Beethoven's Op 71 is a Wind Sextet (2 clarinets, 2 bassoons, 2 horns) written in the 1790s when LvB was still in Bonn. Its very "prim and proper" classical period style so no "sound and fury" here but I really love this piece. I played one of the horn parts in a chamber music group during my university days. Its a great four movement piece and was later arranged for the standard wind quintet. Is anyone else familiar with this work?

1st movement






2nd, 3rd, and 4th movements


----------



## Guest (Jan 27, 2017)

Yes and I like it very much. I think it is much better than his earlier wind octet. I have two recordings but the one I like best is a wind group called Mozzafiato.


----------



## KenOC (Mar 7, 2011)

Note in passing: Beethoven reworked his wind octet into a string quintet in 1795, an improvement I think. It was published as his Op. 4.


----------



## Pugg (Aug 8, 2014)

Scharoun Ensemble Berlin (Members of the Berlin Philharmonic) are stunning is this work.


----------



## Heck148 (Oct 27, 2016)

Olias said:


> Beethoven's Op 71 is a Wind Sextet (2 clarinets, 2 bassoons, 2 horns) written in the 1790s when LvB was still in Bonn. Its very "prim and proper" classical period style so no "sound and fury" here but I really love this piece. I played one of the horn parts in a chamber music group during my university days. Its a great four movement piece and was later arranged for the standard wind quintet. Is anyone else familiar with this work?

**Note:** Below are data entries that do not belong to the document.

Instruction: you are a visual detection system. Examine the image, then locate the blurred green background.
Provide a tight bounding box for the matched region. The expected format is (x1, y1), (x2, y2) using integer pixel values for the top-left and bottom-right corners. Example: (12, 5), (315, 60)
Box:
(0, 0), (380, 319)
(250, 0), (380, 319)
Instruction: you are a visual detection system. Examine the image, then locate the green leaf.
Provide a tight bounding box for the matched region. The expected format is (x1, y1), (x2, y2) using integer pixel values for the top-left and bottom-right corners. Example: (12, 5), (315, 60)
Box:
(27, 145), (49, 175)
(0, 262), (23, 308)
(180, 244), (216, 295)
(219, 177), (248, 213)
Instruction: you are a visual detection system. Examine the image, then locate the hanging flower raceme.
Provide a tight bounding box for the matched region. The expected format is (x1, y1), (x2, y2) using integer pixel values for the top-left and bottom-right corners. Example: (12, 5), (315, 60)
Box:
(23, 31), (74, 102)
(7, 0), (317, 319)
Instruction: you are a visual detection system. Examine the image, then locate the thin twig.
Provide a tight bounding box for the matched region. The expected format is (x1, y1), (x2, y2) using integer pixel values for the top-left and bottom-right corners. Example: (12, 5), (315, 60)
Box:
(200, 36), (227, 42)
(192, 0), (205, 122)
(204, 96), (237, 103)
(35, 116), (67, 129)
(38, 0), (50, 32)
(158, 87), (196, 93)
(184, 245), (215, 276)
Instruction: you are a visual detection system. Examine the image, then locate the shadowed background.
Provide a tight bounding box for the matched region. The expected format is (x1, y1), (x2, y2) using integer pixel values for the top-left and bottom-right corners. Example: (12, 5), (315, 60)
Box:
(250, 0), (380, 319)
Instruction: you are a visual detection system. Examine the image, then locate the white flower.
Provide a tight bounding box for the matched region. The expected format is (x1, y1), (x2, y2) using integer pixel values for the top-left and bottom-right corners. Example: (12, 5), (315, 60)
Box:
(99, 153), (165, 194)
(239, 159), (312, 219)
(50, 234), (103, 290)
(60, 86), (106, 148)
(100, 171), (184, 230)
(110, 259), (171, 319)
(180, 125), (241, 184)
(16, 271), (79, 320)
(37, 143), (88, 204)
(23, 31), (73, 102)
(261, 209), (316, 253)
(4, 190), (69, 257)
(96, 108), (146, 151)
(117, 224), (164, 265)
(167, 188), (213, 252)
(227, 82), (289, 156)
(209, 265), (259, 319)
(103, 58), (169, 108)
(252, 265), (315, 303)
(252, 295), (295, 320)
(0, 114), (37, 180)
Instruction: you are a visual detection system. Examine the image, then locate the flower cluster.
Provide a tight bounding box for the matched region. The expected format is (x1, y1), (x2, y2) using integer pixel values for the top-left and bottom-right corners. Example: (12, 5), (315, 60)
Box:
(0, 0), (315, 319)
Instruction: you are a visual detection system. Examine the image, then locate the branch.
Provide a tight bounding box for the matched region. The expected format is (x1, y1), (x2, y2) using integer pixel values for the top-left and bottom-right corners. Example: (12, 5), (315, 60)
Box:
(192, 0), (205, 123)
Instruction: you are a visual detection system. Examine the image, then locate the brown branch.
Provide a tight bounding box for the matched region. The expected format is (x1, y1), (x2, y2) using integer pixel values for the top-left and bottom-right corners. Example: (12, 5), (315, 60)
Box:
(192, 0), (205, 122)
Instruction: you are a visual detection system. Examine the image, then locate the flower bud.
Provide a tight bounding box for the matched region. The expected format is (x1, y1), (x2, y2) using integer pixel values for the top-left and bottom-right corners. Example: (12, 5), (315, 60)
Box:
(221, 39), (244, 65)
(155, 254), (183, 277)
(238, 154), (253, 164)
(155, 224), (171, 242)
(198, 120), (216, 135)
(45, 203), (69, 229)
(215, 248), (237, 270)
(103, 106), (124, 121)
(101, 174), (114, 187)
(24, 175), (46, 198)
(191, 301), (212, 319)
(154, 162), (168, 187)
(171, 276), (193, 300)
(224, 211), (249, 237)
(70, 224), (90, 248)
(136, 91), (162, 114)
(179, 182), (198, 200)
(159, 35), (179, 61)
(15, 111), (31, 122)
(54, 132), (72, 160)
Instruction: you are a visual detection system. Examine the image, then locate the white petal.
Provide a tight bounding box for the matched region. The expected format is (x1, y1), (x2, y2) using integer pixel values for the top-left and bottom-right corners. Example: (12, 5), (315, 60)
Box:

Love this piece...as a bassoonist, I love performing this work, one of the best...it's classical style, in 4 mvts, but it's gutsy too, as the young Beethoven genius begins to emerge...
Great slow mvt - wonderful bassoon solo, one of the best.
That said, I've always hated/disliked intensely the 5tet version...obviously written for a group that had a lame bassoon player...all the best bassoon parts are given to the horn or clarinet...the bassoon part is essentially the Bassoon II part of the 6tet...real PITA.
the original - WW 6tet rules!! 
My favorite recording never made it to CD, TMK - the NY WW 5tet plus friends -

I also have a fine recording of this work with the CzechPO woodwinds....great playing.

Glazer, Oppenheim[??] clars
Barrows, Buffington horns
Weisberg, Glickman = bassoons

They also made a great recording of LvB 8tet for Winds, and the Rondino


----------